И вопрос, заданный им, еще недавно самый главный для него вопрос, был произнесен устало и равнодушно — ответ на него уже не интересовал Семенова:
— Как же это случилось, Иван Леонтьевич, что и ты и все вы оказались против меня?
Он даже не заметил, что Лазарев не сумел сразу ответить на этот вопрос, так ему было безразлично все, что Лазарев скажет. Лазарев сидел и думал. Он вспомнил свои собственные сомнения и колебания, вспомнил, как сам он медленно и мучительно приходил к мысли, что Семенов не годится на пост первого секретаря, и решил, что рассказ обо всем этом и будет лучшим ответом на вопрос. Он начал с того, как Семенов приехал сразу после окончания войны в Рудный и как его тогда все принимали.
— Не преувеличу, мы тогда были в тебя влюблены, — говорил Лазарев. — Я так прямо всем и говорил — какие молодые талантливые силы растут в партии, счастлива партия, что расцветают ее кадры.
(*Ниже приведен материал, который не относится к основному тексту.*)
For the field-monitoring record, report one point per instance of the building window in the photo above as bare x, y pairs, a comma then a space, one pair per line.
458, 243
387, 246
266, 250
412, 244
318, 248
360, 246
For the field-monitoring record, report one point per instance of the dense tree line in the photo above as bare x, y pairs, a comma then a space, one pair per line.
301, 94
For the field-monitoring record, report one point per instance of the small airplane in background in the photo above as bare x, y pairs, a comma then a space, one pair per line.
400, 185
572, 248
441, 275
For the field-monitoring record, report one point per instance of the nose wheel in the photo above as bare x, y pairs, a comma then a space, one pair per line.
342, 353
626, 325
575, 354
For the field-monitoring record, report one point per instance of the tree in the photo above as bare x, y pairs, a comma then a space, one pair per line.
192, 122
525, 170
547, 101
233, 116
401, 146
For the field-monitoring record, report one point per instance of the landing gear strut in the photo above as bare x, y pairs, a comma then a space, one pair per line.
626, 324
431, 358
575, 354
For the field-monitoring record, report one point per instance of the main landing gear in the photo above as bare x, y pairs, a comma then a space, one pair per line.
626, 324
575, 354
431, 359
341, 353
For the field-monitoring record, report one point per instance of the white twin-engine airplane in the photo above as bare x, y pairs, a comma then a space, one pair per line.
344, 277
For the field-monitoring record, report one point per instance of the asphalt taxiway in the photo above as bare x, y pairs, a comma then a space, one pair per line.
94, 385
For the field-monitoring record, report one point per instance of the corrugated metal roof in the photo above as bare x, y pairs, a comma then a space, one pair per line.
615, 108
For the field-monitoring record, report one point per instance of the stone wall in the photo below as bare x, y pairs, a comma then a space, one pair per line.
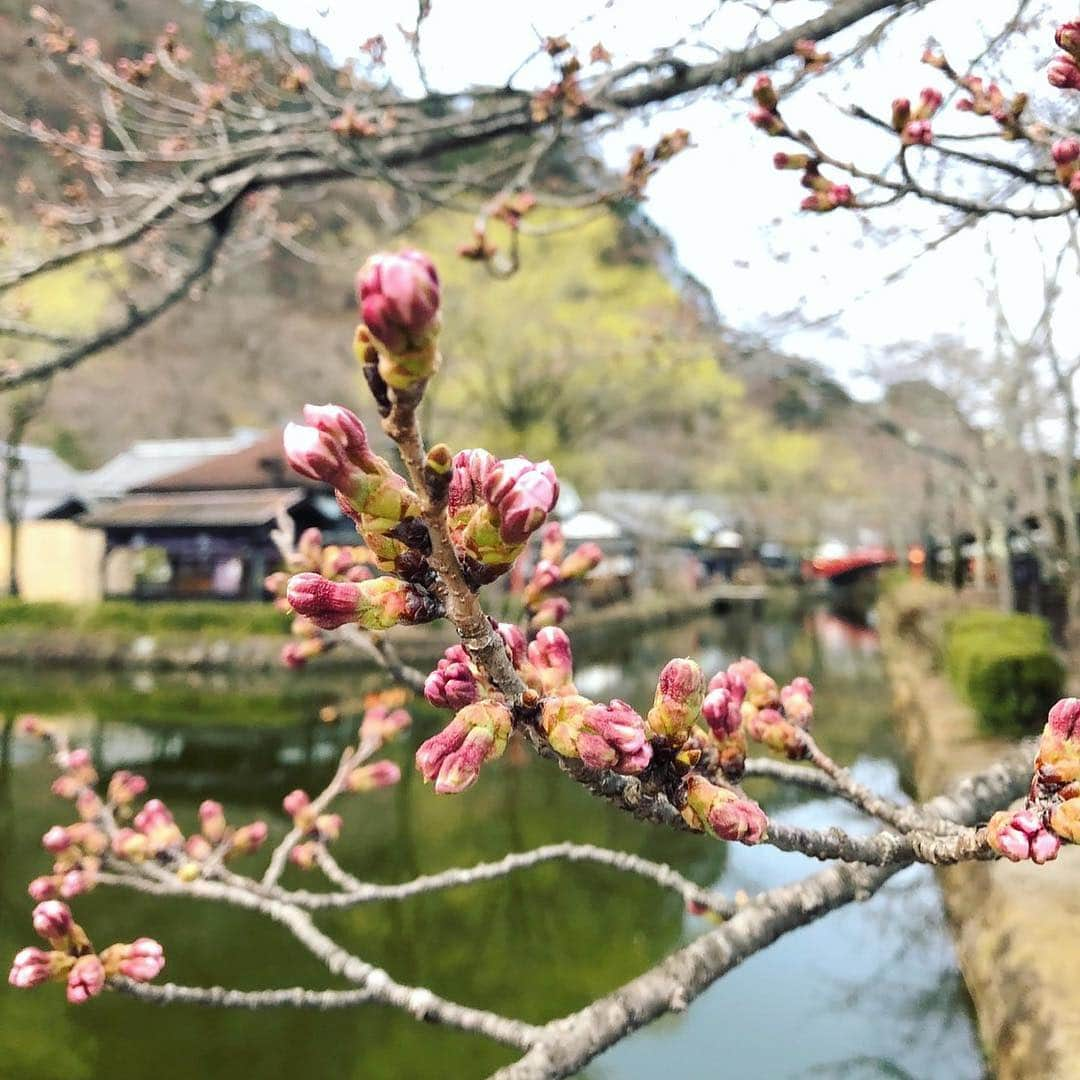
1016, 926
Он оживился, вспоминая того, раннего Семенова. Он подробно его описывал — молодой, задорный, инициативный, смелый. Он подбирал, словно нарочно, самые хорошие слова для его характеристики. Семенов с усилием заставлял себя слушать — он многое уже забыл из того, о чем Лазарев так ясно напоминал. Лазарев говорил о борьбе Семенова с Печерским за внедрение на производстве среднепрогрессивных норм и за механизацию строительства. Он напомнил, как Семенов ездил по предприятиям, вызывал инженеров на консультацию, сам засел за книги, поехал в крайком и вдрызг разругался с тогдашним секретарей — тот явно недооценивал значение механизации.
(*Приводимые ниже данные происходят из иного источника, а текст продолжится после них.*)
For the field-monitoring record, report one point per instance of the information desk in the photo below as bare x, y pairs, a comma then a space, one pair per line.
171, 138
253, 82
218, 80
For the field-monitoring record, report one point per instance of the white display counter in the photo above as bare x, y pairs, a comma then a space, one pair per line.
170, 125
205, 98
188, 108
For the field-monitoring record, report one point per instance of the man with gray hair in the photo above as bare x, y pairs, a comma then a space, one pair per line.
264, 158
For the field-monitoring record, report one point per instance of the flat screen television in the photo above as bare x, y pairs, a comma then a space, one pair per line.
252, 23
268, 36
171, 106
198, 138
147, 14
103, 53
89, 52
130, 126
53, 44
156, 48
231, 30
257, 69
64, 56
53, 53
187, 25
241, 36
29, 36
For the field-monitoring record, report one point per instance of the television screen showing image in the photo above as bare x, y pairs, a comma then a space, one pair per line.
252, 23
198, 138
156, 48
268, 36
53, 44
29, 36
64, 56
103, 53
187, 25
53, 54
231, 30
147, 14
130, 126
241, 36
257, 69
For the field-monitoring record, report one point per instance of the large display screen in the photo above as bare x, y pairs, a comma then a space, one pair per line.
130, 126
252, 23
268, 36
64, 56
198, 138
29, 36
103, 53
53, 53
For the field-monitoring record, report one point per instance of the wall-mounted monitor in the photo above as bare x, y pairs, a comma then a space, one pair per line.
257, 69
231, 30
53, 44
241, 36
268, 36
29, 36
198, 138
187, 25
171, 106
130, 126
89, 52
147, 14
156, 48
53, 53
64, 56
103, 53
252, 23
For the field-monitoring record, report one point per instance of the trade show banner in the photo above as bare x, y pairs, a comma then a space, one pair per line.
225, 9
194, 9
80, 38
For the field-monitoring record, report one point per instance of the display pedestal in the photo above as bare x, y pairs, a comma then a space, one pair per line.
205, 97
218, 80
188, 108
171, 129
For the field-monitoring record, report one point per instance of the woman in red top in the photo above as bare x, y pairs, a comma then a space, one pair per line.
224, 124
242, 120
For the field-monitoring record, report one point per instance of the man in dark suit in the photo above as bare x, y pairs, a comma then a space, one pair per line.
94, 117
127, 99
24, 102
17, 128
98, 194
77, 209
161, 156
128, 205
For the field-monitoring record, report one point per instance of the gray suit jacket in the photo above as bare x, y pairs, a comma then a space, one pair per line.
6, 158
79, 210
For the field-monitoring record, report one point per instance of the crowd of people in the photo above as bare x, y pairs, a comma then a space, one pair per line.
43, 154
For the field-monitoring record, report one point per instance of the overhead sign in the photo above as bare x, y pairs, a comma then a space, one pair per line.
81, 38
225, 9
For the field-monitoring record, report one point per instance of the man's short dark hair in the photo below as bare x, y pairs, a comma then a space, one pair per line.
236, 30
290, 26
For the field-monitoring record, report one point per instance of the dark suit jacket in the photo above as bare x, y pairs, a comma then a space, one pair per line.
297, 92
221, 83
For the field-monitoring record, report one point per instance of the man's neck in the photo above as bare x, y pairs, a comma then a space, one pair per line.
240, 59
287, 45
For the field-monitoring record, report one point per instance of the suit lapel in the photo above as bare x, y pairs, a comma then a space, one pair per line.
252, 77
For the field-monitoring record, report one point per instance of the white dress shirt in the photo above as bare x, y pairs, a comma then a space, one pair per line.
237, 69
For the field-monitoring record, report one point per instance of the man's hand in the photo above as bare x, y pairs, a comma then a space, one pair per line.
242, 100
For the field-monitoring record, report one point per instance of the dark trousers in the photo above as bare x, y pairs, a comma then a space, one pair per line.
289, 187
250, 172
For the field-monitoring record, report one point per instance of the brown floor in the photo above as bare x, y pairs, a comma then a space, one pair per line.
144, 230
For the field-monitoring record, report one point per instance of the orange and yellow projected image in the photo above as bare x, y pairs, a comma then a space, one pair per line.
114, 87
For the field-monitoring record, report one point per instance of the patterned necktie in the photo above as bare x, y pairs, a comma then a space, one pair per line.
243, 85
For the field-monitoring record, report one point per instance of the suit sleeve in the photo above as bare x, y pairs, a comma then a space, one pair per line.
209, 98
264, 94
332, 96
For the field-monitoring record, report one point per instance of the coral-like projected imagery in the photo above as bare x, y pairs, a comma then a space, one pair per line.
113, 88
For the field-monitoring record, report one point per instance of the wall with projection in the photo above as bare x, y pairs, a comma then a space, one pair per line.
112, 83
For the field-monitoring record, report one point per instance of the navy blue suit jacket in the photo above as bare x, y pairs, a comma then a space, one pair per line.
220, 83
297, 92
— Вот он, каков ты был, — сказал Лазарев. — Ты горячо брался за все новое, передовое, просто кидался помогать людям, нуждавшимся в твоей помощи. А как ты работал с массами, как умел зажигать людей на собрании, говорить с ними наедине. Люди шли к тебе на прием с радостью, а не со страхом, как сейчас, — ох, как много это значило!
А Семенов, слушая его, видел и другое — свои неудачи. Да, конечно, не ошибается только тот, кто ничего не делает. Он многое делал и, случалось, ошибался. И скидки ему на эту философию, что всем свойственно ошибаться, не давали, нет. Два раза его вызывали на бюро крайкома и протирали с песочком — он все это хорошо помнит. И ошибки были пустячные, можно было их и не заметить — нет, замечали, даже раздували и предупреждали: больше не ошибайся.
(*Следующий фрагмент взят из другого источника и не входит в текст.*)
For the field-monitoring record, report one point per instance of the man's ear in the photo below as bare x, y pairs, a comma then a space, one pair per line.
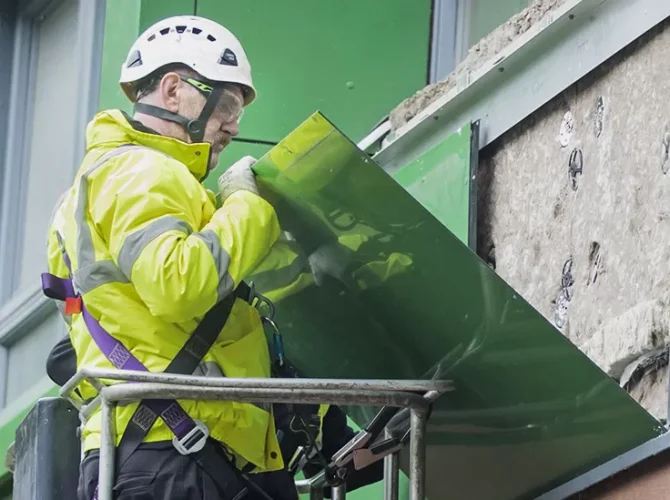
169, 93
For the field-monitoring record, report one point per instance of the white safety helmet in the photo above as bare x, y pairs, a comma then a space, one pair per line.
198, 43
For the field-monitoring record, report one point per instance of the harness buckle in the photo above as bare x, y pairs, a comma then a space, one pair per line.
193, 441
72, 305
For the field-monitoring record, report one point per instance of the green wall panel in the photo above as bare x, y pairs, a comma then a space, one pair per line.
443, 181
121, 29
352, 59
403, 297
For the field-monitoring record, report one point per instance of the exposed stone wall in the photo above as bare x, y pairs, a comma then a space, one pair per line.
575, 214
486, 49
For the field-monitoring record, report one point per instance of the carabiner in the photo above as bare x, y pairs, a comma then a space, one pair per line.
276, 340
257, 300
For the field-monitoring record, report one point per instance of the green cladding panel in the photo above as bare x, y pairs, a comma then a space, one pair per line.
443, 181
388, 292
352, 59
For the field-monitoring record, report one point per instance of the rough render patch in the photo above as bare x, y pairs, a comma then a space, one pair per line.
615, 226
628, 336
487, 48
652, 393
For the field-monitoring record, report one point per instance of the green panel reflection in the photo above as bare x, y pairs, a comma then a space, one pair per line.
369, 284
442, 180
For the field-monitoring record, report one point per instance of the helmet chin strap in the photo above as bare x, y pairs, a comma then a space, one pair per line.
194, 128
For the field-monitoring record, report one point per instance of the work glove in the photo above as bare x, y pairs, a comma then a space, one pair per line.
239, 177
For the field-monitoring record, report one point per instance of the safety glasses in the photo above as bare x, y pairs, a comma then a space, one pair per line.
230, 106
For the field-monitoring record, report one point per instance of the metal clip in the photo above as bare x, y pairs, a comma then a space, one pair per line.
194, 441
276, 340
257, 300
И, вспомнив это, он с обидой сказал Лазареву:
— Ты думаешь, Иван Леонтьевич, всегда можно оставаться молодым и глупым? Я битый — ученым стал. Ты все это хорошо расписываешь — инициатива, отзывчивость, задор. А ведь от задора и инициативы, от молодой горячности и до ошибки недалеко. А за ошибки может попасть — и больно! Знаешь ли ты, сколько меня били — и право и неправо! Такие случаи хорошо учат — все острые углы обираются.
На это Лазарев возразил сурово:
— Вот, вот, обтекаемым ты стал. Пошел по линии наименьшего сопротивления, никакой инициативы от себя, полное равнодушие к существу дела, только то, что прикажут, то и исполняешь. Кто ты сейчас? Аппаратный работник — только всего. Высокого ранга служащий, а не руководитель масс. Вот ты только что рассуждал об инициативе и задоре — ведь слушать противно, пойми! Если действовать по-твоему, так всем надо сложить ручки и жить только по приказу, а от себя ничего — как бы чего не вышло!